カトリック司教 幸田和生のブログです。説教メモなど

年間第25主日のミサ



ミサ後、飯舘村の「ゑびす庵」といううどん屋さんに行きました。
村の人たちでにぎわっていました。
飯舘村は南相馬市の隣ですが、全村避難が6年間続き、今年の春にようやくほとんどの地区で避難指示が解除になりました。
再開した飲食店は道の駅以外では、ここだけのようです。
手打ちうどん、とてもおいしかったです。

●年間第25主日、世界難民移住移動者の日
 聖書箇所:イザヤ55・6-9/フィリピ1・20c-24, 27a/マタイ20・1-16
 2017.9.24カトリック原町教会

 ホミリア
 先日、あるところで、「わたしは資本主義的な生き方をしているんです」という人に出会いました。30歳ぐらいの女性からそういう言葉を聞くとは思わなかったので驚きました。なんとなく言いたいことは分かるような気がしたので、特にどういう意味で言っているかは聞きませんでした。ただそれ以来、「資本主義的な生き方」とはどういうことだろうと考えています。「収入は少しでも多い方がいい。もっといいものを手に入れたい。もっといい生活がしたい。競争には負けたくない」という考えをもって生きること、たぶんこういうことかなと感じています。

 しかし、こういう考えは今に始まったことではありません。昔から人間は、そう考えていたのではないでしょうか。今日の福音を読んでいるうちにそんな気がしてきました。ぶどう園で一日中働いた人は、夕方1時間しか働かなかった人より自分たちのほうがたくさんの賃金をもらって当然だと考えたのです。もっとたくさんの賃金をもらえば、もっといいものが食べられるし、もっといい生活ができる。そうやって競争する心は誰の中にもあります。資本主義社会というのはそういう人間の欲望を肯定とし、ほしいものを得るために競争するのが当然という社会なのだと言ってもいいでしょう。わたしたちはいつの間にかそんな社会が当たり前だと感じるようになっています。

 問題は何でしょうか。それは今日の福音にはっきりとあらわされています。
 それはこの最後の1時間しか働かなかった人は、1時間しか働かなかったからどうなってもかまわない、というのではなく、この人も神から見て大切な一人の人間であり、生きる権利があり、だから今日生きるための最低限のお金をもらってよいのだ、ということ。競争の原理だけでは、生きられない人間が出てくる。それがまさに問題なのです。
 だから、この世界は資本主義の競争原理だけで動いているように見えますが、実はそこには歯止めがあります。

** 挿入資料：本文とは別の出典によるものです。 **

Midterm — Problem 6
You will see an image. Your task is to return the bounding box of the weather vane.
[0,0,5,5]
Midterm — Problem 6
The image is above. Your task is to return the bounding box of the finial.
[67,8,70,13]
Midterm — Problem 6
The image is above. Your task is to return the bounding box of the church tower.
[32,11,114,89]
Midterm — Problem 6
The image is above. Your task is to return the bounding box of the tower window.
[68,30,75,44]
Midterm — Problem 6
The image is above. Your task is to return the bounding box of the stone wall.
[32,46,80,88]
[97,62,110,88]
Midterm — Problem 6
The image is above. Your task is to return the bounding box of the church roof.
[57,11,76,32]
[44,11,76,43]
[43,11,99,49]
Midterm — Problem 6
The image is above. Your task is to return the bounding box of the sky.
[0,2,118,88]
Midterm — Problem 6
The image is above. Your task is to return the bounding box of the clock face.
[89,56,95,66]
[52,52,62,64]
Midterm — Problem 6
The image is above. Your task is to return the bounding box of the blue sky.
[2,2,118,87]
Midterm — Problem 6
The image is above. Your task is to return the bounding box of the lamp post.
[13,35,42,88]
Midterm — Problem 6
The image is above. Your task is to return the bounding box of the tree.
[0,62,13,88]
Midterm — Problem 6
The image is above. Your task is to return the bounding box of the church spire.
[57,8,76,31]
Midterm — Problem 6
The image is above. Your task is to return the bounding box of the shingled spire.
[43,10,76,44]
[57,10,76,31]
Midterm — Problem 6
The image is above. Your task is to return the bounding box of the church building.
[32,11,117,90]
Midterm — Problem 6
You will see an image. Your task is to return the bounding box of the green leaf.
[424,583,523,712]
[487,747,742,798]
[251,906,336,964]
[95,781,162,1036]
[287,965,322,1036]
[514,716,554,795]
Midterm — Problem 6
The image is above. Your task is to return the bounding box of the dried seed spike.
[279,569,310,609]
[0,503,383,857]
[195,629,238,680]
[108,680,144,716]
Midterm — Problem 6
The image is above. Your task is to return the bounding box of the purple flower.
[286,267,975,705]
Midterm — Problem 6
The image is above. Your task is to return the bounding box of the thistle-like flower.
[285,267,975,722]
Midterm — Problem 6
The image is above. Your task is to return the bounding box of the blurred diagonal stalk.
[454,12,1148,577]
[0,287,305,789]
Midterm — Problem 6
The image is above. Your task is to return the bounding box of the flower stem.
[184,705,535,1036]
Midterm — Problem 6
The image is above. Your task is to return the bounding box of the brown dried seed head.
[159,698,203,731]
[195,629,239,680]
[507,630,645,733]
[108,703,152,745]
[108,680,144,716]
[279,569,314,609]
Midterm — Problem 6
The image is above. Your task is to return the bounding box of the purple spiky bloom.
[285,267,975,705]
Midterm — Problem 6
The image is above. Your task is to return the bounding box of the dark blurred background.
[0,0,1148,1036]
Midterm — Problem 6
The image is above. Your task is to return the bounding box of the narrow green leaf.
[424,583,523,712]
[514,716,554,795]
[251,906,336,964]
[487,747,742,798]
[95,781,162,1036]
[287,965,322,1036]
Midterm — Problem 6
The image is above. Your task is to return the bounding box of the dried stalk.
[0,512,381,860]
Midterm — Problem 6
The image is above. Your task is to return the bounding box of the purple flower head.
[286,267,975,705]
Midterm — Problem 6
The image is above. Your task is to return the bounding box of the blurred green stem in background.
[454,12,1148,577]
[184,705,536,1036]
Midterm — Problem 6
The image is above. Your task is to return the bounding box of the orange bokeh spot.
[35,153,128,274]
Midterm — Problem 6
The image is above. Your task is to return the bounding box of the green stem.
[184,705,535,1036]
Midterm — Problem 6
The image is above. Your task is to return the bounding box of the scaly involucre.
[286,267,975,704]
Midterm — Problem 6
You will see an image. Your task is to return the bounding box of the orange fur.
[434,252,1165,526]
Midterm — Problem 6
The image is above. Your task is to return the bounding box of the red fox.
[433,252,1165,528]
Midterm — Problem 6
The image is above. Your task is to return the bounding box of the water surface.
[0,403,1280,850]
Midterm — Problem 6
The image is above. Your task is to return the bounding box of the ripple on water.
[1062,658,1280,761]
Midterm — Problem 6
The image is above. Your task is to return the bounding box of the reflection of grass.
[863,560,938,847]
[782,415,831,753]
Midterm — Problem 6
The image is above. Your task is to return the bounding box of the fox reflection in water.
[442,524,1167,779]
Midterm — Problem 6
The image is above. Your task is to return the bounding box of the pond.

累進課税があったり、最低賃金が決められていたり、生活保護やさまざまな社会保障があったりするのは当然のことなのです。競争原理だけでは社会は成り立たない。一人一人の人間のいのちが保証された上での競争でなければならないのです。現実の「新自由主義経済」「グローバル経済」はそれをおびやかしていますが・・・
 資本主義経済には歯止めが必要なのです。法律的、政治的な歯止めも必要ですが、わたしたちの心の歯止め、生き方としての歯止めも必要ではないでしょうか。

 それはさっき言った資本主義的な生き方にわたしが疑問を持って生きるということです。
 「収入は少しでも多い方がいい。もっといいものを手に入れたい。もっといい生活がしたい。競争には負けたくない」
 この社会で普通に生活しているとそれに流されます。コマーシャルは毎日わたしたちの欲望や競争心をあおってきます。それに抵抗するのは簡単ではありません。でも、それがすべてじゃないということをわたしたちは見失わないようにしたい。
 どうやって?

 一つは、本当に厳しい状態にある人たちに目を向けることです。今日は世界難民移住移動者の日です。聖書の中でも弱い立場の人の代表として「寄留者」のことがよく出てきます。現代でもそう。実際に多くの場合、低賃金労働者になる。政府が入国管理を厳しくして、違法入国者をたくさん作れば、その人たちはさらに過酷な労働現場で働かざるをえなくなる。歪んでいます。今年の教皇メッセージは特に弱い立場の子どもの移住者に目を注ぐよう、求めています。子どもの移住者は特に暴力や犯罪の危険にさらされているからです。移住者だけじゃない、競争原理では切り捨てられてしまうような人々のことを思い、その人々と共にどう生きるかを考えること。今日の福音では「わたしはこの最後の者にも同じように支払ってやりたいのだ」といいます。この最後の者に心を向け、この最後の者に心をかける主人(神)の心を自分のものにするように、それが今日の呼びかけです。

 もう一つは、この資本主義的な生き方が本当に自分を幸福にしているか、と問いかけることです。「収入は少しでも多い方がいい。もっといいものを手に入れたい。もっといい生活がしたい。競争には負けたくない」それが本当に幸せな生き方か。
 そうではなく、もっと大切なことがあるはず。「あなたたちもぶどう園に行きなさい」と神は言います。このぶどう園は競争原理のぶどう園ではありません。神の国をつくるためのぶどう園。本当に神を大切にし、すべての人を大切にするための働き。そこにわたしたちが招かれていると感じたら、それはなんという喜びでしょう。
 神のぶどう園で働くこと。たとえば、結婚して家庭を作り、子どもを育てるというのは、経済原理・競争原理だけで成り立つことではない。神を大切にし、人を大切にし、特に弱い立場の人と共に生きる、これもそうです。あるいは今与えられたものを感謝して受け取り、それで十分だと思って生きる生き方もある。本当にどういう生き方が幸せなのか、そのことを考えたら、「資本主義的な生き方」とは別のものが見えてくるはず。

 わたしは資本主義や競争原理がいけないと言っているのではありません。ただし、それだけでは本当に人間はほんとうの豊かさをもって生きることができないということを、今日ご一緒に感じたいのです。今日の福音を、本当に幸いな生き方への招きとして、受け取りたいと思います。